Israel e Líbano concordaram em prolongar o cessar-fogo por mais 45 dias

Israel e Líbano concordaram em prolongar o cessar-fogo por mais 45 dias

Apesar do acordo, o exército israelita continua a atacar posições do movimento Hezbollah no sul do país.

Mariana Ribeiro Soares - RTP /
Shir Torem - Reuters

O anúncio do prolongamento do cessar-fogo foi feito esta sexta-feira pelo departamento de Estado norte-americano, que está a servir de mediador no conflito.

"A cessação das hostilidades de 16 de abril será prolongada por 45 dias para permitir novos avanços", disse o porta-voz do Departamento de Estado, Tommy Piggott, após o fim do segundo dia de negociações.

Pigott, que descreveu as conversas como "altamente produtivas", disse que as negociações políticas serão retomadas nos dias 2 e 3 de junho, enquanto uma "via de segurança" começaria a 29 de maio no Pentágono, envolvendo delegações militares libanesas e israelitas.

“Esperamos que essas discussões promovam uma paz duradoura entre os dois países, o pleno reconhecimento da soberania e integridade territorial de cada um e o estabelecimento de uma segurança genuína ao longo de sua fronteira comum”, disse Pigott.

As negociações desta semana foram o terceiro encontro entre as partes desde que Israel intensificou os ataques aéreos contra o Líbano, depois de o Hezbollah ter disparado mísseis contra Israel a 2 de março, três dias após o início da guerra entre os EUA e Israel contra o Irão. Israel tinha alargado a sua invasão terrestre ao sul do Líbano no mês passado.

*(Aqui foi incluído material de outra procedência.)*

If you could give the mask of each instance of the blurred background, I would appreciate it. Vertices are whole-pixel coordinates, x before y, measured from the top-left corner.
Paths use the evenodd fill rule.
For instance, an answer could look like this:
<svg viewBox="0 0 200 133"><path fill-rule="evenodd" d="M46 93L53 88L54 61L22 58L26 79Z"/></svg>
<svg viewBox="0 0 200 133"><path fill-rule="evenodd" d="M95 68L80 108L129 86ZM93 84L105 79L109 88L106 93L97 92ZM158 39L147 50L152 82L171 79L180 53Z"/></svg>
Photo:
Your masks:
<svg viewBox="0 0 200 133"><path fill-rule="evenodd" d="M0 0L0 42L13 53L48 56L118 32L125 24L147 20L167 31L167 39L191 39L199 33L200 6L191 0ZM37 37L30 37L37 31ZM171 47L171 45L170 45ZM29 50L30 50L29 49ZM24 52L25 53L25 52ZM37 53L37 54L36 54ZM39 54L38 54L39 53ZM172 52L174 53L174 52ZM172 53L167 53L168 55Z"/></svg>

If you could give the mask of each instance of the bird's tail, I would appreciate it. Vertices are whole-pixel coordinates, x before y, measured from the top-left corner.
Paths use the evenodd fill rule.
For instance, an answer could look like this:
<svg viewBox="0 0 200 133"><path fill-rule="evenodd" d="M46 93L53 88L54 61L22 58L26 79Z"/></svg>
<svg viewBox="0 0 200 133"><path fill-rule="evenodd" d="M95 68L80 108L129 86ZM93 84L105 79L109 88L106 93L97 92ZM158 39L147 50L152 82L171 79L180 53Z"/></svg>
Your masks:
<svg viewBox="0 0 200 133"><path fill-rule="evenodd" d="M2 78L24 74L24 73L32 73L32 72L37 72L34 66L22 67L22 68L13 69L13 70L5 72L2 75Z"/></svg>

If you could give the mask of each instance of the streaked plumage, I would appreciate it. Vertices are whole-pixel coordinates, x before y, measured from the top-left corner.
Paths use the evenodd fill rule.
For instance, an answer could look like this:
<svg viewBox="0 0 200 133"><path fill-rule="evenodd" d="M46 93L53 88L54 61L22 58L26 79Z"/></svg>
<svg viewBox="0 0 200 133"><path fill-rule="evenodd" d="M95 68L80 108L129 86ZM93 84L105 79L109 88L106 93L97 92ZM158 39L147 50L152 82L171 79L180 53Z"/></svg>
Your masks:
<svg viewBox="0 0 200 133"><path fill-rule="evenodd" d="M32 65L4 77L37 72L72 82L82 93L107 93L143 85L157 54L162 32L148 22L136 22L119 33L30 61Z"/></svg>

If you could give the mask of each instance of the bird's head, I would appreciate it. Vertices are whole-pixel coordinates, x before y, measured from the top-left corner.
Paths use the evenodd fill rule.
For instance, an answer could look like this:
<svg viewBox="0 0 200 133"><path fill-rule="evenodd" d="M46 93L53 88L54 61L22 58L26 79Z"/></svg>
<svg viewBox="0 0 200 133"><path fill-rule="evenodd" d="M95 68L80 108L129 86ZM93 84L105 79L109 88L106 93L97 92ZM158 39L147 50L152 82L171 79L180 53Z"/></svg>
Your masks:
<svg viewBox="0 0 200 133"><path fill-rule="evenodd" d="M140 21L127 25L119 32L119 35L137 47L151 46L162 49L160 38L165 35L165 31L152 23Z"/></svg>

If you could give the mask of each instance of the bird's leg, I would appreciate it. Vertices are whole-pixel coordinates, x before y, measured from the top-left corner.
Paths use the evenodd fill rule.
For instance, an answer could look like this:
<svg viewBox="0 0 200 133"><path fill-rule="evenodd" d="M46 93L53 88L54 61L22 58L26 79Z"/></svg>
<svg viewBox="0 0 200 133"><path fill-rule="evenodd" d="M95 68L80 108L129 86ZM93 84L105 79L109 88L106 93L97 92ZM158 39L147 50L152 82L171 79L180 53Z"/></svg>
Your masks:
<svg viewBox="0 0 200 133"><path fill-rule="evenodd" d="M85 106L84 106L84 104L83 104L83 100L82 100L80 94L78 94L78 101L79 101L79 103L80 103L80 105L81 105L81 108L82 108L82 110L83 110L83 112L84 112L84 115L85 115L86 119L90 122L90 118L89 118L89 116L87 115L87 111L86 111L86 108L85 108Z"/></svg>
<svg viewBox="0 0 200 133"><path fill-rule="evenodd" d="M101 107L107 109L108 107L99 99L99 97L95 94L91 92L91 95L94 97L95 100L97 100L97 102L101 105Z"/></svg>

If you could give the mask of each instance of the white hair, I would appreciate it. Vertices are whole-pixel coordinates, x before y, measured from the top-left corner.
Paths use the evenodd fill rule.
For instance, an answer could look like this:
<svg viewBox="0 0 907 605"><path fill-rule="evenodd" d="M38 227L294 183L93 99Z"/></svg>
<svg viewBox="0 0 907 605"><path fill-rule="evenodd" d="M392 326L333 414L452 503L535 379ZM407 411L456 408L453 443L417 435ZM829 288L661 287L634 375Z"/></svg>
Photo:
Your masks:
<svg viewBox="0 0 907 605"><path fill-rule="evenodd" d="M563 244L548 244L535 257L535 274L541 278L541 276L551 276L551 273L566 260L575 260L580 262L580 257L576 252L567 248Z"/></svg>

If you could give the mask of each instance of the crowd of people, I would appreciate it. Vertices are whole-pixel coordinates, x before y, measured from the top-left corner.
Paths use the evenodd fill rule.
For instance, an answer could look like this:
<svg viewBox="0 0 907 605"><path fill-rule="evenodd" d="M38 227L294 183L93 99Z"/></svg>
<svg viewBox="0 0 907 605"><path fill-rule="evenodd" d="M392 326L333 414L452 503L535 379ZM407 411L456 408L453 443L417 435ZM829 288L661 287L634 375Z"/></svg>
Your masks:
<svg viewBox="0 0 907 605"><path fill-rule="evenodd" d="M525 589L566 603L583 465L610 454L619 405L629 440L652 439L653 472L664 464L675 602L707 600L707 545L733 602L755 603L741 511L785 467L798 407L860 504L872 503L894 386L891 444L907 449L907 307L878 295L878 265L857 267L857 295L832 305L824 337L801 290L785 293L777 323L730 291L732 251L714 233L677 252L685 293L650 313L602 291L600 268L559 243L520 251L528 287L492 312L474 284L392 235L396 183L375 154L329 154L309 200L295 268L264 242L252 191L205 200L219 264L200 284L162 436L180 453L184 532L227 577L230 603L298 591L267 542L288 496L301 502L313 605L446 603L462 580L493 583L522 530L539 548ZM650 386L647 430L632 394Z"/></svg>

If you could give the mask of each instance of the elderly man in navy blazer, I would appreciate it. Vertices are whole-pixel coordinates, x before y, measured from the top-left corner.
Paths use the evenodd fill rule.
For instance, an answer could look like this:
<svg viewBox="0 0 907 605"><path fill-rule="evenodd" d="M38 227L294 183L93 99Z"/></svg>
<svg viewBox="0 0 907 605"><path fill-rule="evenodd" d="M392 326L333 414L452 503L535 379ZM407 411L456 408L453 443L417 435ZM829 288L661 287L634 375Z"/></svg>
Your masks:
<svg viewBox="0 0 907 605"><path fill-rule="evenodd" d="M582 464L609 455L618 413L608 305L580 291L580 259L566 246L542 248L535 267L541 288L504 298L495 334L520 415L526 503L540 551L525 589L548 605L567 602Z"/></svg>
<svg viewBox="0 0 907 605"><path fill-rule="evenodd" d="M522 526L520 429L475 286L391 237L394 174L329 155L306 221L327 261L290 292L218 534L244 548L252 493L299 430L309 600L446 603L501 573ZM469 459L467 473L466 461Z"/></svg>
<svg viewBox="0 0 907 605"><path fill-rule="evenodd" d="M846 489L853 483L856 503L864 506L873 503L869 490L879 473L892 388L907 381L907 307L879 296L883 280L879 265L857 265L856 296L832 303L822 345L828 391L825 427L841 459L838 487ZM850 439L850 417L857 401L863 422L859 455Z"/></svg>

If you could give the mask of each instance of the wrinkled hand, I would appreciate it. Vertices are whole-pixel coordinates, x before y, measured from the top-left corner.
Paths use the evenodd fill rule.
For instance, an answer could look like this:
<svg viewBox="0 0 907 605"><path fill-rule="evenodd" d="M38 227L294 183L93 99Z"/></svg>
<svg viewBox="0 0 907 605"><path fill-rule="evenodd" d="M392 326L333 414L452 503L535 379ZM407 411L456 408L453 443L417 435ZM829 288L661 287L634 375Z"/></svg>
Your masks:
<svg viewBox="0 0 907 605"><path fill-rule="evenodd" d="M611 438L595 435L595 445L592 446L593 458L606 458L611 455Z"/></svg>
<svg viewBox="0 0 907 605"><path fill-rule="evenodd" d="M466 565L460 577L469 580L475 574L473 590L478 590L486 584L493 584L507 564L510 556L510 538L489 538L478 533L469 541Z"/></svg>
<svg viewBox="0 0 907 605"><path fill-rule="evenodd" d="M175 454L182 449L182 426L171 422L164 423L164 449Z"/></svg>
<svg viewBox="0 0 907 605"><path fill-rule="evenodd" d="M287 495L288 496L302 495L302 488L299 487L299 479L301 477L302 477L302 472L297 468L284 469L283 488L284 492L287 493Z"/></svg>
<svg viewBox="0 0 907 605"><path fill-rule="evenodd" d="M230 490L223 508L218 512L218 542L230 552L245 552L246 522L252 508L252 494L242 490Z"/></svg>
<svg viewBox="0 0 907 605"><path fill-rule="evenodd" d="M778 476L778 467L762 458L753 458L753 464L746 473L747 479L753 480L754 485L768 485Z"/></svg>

Travada paralelamente ao conflito entre os EUA e o Irão, a guerra de Israel no Líbano continua apesar do acordo de cessar-fogo declarado a 16 de abril pelo presidente norte-americano, Donald Trump. 
Líbano não aguenta mais guerras "irresponsáveis"
O primeiro-ministro libanês condenou esta sexta-feira o movimento pró-Irão Hezbollah por arrastar o Líbano para mais uma guerra "irresponsável", apelando ao apoio dos países árabes e da comunidade internacional em geral nas negociações com Israel.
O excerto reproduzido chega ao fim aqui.